Applied Surface Science, Vol.489, 403-408, 2019
Effect of a metallic surfactant on the electrical percolation of gold films
The electrical transport of ultrathin films is an issue for modern electronics, since conduction properties of commonly used metals present important differences for thicknesses in the nanometer scale. This report shows that the sheet resistance of gold ultrathin films (between 1.2 nm and 3.8 nm) decreases up to 5 orders of magnitude when a chromium layer 0.8 nm thick is used as surfactant.
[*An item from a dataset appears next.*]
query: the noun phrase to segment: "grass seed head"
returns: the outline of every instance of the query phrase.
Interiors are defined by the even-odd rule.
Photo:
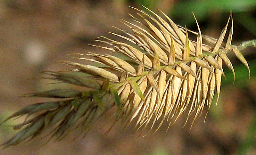
[[[169,128],[183,114],[186,116],[185,124],[192,117],[193,124],[205,107],[209,110],[215,91],[216,104],[218,102],[221,78],[225,76],[223,61],[235,79],[232,63],[226,55],[230,51],[246,66],[250,78],[248,64],[240,51],[248,46],[256,46],[256,40],[238,46],[231,45],[232,13],[219,37],[215,39],[201,34],[194,13],[198,32],[177,25],[161,11],[163,18],[145,7],[150,13],[131,7],[139,12],[138,18],[131,16],[136,24],[120,20],[130,31],[113,27],[125,36],[109,32],[126,42],[101,37],[94,40],[106,46],[90,45],[121,53],[128,61],[112,53],[76,54],[87,57],[76,58],[104,67],[60,61],[74,67],[73,71],[43,72],[49,76],[45,78],[92,90],[55,89],[28,95],[62,100],[32,104],[8,117],[4,122],[27,116],[23,123],[13,126],[20,131],[2,146],[16,145],[51,128],[51,137],[60,140],[73,130],[87,130],[97,118],[115,106],[117,111],[114,114],[117,116],[114,123],[121,119],[127,125],[137,118],[137,129],[145,129],[152,122],[150,130],[156,126],[156,130],[165,121],[169,122]],[[230,18],[231,28],[225,45],[223,42]],[[189,33],[197,35],[196,40],[190,40]],[[86,74],[78,76],[77,71]]]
The chromium layer changes the morphology of the gold films on mica, composed by large isolated grains, allowing the formation of a population of small grains between the large ones, therefore reducing the thickness at which the electrical percolation is achieved. The electrical percolation thickness, evidenced as a sharp decay in sheet resistance, occurs at 3.9 nm, for gold deposited directly on mica, while this value is reduced to 1.2 nm if a thin chromium layer is previously grown on the mica substrate. A deeper study of the electrical properties of this gold ultrathin films grown on Cr/mica show that above 2.8 nm, they already present a metallic behavior; while films near 2.2 nm show a zero temperature coefficient, meaning that the electrical conduction driven by tunneling still plays an important role in the electronic transport. Finally, is demonstrated, that the contribution of the chromium layer to the electrical conductivity of films can be neglected. Namely the influence of the chromium layer on metallic ultrathin films, is mainly as a surfactant, with no direct role in the electronic transport itself.